We’re speeding to the point

where we must show
that not just fools love.
In your green eyes
the bursting ways you’ve died for me

and I for you
leave places of clearing.
A little and a lot
we inch forward.

 

Long After

My eye and my hand,
between them an improbability,
stars, the Dolomites, a Roman amphora,
snow flakes, your light breathing,
and now news that rhinos are disappearing.

Long after we recognize our shadow
as one version mediating another’s
the hope for a brighter atmosphere condenses:
to see the pool and minnows underneath
detached from the larches and you moving on the surface.

Journeying into someone’s eyes
the brain saturates with
frank and contrasting hues.
The same for a vein of a leaf.
We reach for things,

leave prints in melting snow,
burn holes in matchbox covers,
use binoculars, talk again and again.
These green snips,
little moves, scraps

are real like the rest
of what we can’t quite
piece together.
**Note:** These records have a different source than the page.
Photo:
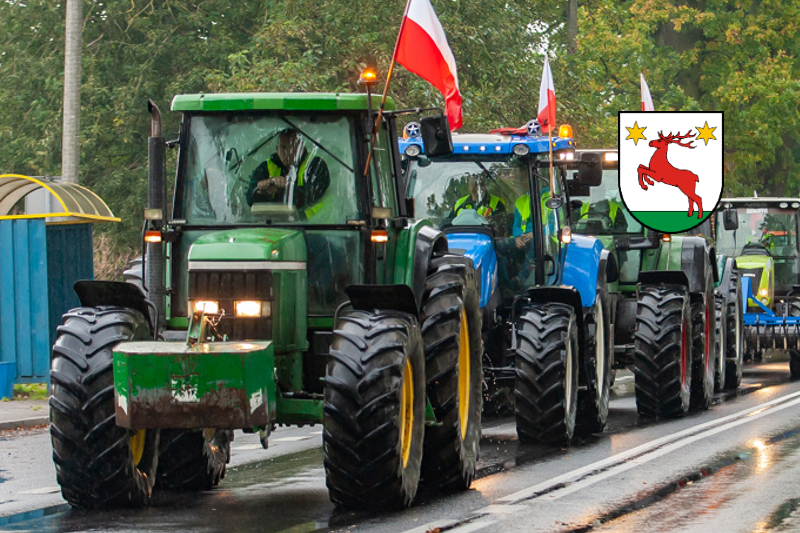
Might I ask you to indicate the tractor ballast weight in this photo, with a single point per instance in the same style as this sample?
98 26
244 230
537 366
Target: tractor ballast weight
287 285
490 198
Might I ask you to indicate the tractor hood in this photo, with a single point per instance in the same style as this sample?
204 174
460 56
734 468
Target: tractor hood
250 244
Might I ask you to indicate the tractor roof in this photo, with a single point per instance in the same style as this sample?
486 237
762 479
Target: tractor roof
487 144
761 202
275 102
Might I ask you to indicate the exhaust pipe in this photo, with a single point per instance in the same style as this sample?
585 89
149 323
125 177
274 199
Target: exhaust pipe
154 256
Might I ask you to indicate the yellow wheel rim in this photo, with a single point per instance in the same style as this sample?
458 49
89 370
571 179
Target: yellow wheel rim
463 376
137 445
407 412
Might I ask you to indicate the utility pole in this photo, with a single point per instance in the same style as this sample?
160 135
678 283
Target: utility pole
572 26
71 132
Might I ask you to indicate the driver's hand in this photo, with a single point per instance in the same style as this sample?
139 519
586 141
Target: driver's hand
523 240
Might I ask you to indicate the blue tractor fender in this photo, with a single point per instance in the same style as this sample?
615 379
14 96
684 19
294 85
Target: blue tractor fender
583 261
480 249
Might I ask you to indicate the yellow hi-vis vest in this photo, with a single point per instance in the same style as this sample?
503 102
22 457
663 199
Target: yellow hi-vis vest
484 210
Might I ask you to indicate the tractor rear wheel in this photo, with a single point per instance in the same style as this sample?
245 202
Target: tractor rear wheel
98 464
193 460
703 356
546 387
593 401
734 345
374 410
451 336
662 358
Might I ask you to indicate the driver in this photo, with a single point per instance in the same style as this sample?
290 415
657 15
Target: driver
290 164
479 199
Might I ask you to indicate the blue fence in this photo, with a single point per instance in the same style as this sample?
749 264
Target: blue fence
39 263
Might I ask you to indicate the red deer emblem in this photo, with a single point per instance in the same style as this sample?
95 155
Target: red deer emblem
661 169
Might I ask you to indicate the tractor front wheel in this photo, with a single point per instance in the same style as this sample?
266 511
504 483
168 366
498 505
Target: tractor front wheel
593 401
193 460
662 358
546 388
374 410
98 464
451 336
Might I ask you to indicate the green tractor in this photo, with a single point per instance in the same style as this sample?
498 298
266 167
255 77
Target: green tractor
287 284
761 233
663 302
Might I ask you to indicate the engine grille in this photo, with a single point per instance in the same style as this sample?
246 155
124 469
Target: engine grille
229 286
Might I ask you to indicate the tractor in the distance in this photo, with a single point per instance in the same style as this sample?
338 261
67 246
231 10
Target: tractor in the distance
761 233
286 283
501 202
662 306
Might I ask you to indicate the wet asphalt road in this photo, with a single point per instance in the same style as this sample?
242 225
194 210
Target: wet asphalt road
735 467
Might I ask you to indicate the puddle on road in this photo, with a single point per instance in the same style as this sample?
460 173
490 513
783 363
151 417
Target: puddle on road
679 504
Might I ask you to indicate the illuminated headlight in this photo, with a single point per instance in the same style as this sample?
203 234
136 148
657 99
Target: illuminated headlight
252 308
207 307
521 149
413 150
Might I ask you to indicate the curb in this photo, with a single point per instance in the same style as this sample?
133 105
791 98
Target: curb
25 423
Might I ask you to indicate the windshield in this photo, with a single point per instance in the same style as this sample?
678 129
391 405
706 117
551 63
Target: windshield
257 169
468 191
602 211
768 227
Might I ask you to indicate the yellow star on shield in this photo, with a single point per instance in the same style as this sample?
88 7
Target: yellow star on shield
706 133
635 133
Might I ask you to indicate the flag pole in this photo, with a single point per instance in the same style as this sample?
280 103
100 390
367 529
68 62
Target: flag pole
386 89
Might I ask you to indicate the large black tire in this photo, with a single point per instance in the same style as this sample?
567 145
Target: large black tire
662 359
734 344
703 345
593 400
193 460
721 340
451 337
374 410
546 388
794 355
98 464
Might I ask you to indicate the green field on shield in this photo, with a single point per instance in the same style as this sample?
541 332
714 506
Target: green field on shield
669 221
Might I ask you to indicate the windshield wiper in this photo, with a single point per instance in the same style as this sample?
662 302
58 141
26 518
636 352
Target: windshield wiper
304 134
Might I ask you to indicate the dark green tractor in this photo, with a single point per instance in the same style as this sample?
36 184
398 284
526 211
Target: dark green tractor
663 302
285 285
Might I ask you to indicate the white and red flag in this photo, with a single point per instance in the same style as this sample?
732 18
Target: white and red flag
547 100
422 48
647 100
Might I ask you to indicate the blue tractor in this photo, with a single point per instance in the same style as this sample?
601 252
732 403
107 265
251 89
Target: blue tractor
501 201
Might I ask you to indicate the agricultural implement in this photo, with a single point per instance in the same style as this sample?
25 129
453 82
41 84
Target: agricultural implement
542 288
275 291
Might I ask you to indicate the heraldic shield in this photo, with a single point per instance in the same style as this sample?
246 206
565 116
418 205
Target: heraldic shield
670 167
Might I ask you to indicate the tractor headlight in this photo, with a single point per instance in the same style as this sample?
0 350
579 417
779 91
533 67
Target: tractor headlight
206 306
252 308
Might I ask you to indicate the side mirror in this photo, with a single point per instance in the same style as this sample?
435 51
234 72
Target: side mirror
590 171
436 137
730 219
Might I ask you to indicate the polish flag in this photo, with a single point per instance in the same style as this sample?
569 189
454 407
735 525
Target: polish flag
647 100
422 48
547 100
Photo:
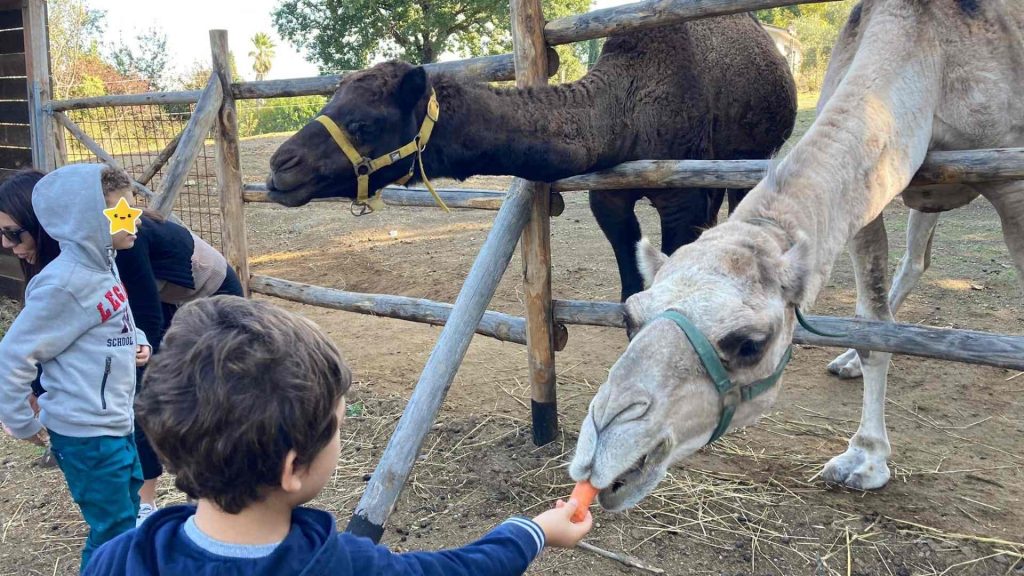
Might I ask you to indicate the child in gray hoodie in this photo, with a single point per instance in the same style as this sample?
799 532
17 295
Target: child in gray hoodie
76 324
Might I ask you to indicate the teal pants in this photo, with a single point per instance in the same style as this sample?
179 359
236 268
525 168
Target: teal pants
103 475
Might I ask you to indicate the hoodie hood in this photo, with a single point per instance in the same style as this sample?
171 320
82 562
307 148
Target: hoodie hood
161 546
69 203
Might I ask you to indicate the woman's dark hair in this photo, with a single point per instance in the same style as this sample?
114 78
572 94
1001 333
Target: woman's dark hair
15 201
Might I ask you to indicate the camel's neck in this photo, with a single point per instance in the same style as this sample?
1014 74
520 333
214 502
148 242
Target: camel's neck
543 133
860 153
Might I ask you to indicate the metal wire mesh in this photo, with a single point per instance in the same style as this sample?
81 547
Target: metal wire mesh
134 136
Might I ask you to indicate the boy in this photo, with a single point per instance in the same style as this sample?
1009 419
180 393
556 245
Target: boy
77 326
244 404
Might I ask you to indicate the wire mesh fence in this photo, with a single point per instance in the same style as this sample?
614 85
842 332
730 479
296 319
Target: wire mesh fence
135 136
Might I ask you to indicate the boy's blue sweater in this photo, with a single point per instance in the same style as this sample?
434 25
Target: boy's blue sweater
313 546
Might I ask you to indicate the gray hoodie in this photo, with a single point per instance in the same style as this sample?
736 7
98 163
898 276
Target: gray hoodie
76 322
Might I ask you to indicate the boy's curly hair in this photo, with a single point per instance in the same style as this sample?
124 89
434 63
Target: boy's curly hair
237 384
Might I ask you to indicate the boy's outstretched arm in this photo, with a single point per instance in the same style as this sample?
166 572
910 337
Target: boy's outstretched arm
49 323
506 550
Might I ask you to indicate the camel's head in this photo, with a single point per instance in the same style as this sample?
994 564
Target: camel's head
737 285
380 110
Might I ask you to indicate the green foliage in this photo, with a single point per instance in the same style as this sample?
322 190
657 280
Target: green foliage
262 54
145 58
348 35
279 115
74 31
817 28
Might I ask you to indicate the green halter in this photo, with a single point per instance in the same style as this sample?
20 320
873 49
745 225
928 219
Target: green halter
730 394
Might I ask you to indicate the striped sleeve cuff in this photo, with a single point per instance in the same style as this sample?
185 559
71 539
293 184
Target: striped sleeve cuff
536 532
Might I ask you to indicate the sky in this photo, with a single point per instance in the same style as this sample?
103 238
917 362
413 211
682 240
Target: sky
186 24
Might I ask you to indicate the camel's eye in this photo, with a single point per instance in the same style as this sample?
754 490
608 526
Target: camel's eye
741 347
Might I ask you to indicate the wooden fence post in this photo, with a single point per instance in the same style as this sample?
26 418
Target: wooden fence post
232 228
531 66
396 462
38 70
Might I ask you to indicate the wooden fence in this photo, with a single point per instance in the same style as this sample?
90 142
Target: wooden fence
522 217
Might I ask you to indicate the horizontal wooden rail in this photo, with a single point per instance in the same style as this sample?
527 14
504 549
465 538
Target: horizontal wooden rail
939 167
398 196
145 98
497 325
651 13
941 343
485 69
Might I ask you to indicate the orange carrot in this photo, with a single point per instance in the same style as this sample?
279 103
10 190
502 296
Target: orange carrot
584 494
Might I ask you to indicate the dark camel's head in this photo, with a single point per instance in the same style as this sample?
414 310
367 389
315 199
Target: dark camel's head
380 108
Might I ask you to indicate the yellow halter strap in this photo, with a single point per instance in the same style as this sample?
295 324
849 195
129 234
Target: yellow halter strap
364 166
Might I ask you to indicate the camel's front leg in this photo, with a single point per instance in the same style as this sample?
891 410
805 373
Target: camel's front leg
863 465
920 232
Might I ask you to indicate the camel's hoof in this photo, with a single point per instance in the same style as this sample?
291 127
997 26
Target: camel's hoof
857 469
846 365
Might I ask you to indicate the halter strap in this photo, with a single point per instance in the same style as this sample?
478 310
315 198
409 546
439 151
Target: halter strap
364 166
730 394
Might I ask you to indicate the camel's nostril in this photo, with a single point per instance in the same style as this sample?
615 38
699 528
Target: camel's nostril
287 164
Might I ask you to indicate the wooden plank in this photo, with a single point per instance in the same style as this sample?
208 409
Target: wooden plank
44 145
11 41
15 158
496 325
484 69
648 14
193 139
144 98
396 462
13 89
968 346
399 196
529 52
232 209
13 113
10 18
15 135
12 65
970 166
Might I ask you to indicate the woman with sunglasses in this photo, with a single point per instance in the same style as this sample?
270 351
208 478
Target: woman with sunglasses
168 266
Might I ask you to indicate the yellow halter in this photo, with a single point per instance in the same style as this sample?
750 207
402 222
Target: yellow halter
364 166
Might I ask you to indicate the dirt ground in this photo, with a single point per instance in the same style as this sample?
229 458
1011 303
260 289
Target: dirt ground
750 505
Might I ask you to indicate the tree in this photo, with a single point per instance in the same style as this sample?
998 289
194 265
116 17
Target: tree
348 35
146 58
74 31
262 54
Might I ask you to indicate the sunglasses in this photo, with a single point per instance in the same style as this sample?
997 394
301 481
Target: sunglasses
13 236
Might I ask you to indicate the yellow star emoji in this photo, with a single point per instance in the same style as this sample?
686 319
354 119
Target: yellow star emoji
123 217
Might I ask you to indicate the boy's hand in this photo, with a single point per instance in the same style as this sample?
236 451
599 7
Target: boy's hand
559 530
40 439
141 355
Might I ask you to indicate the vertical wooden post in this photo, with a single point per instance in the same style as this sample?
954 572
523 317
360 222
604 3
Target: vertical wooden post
396 462
530 56
37 54
232 223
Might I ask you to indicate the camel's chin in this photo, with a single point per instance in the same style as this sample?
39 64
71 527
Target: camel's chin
291 198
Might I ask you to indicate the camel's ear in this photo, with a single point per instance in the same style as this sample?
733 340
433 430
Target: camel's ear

Saying
soul it feels like these mountains
that were once the ocean floor.

 

Drawing a Line

Alone at the table, with a thin
light on

making circles
and shadows on the tablecloth

nothing frightens me deeply
about the broken pieces.

They represent two lives
like a house does, with a torn roof

an album of pictures that if you look
at the well-timed smiles

little of a real story can been seen,
not the golden boat oared by a spirit

not the butterfly as big as my hand
with dark wings and eye spots like madness

not the struggle that went on
with your mother in your heart.

One obvious missing element is
the bee-keepers’ suits

we wore to keep death
from stinging us.  Stroke. Do you remember

how in New York they say hello
   like an insult or a light smirk

to wake one up from the wrong line?
Stroke.

In Italian it means a blow
or a hit.

In English, a mark,
someone brushing or rowing.  It means

a caress,
coming close

a profound mark
that in your case

came within one hair from stopping
your life.  And now you are walking,

the stores are in front of you,
two winters have passed.

From a stroke one seeks
a source or a story,

an explanation for the power of a blow;
how one small vessel

we never saw
or thought about

or even considered when defining a life
released its bewildering, dense glory,

on either side
by drawing a line.

Wallis Wilde-Menozzi

Wallis Wilde-Menozzi

Wallis Wilde-Menozzi has published two books of nonfiction, Mother Tongue and The Other Side of the Tiber with Farrar, Straus and Giroux; a novel, Toscanelli’s Ray with Cadmus Editions, S.F.; more than one hundred essays and poems, many of which have been anthologized and translated into other languages. A collection of her essays was published in Italian by Moretti e Vitali. Work by Umberto Saba, Primo Levi, Mario Luzi,Luigi Malerba, Dino Buzzati, Natalia Ginzburg, Antonia Pozzi, Antonella Anedda and Mariangela Gualtieri are among her Italian translations.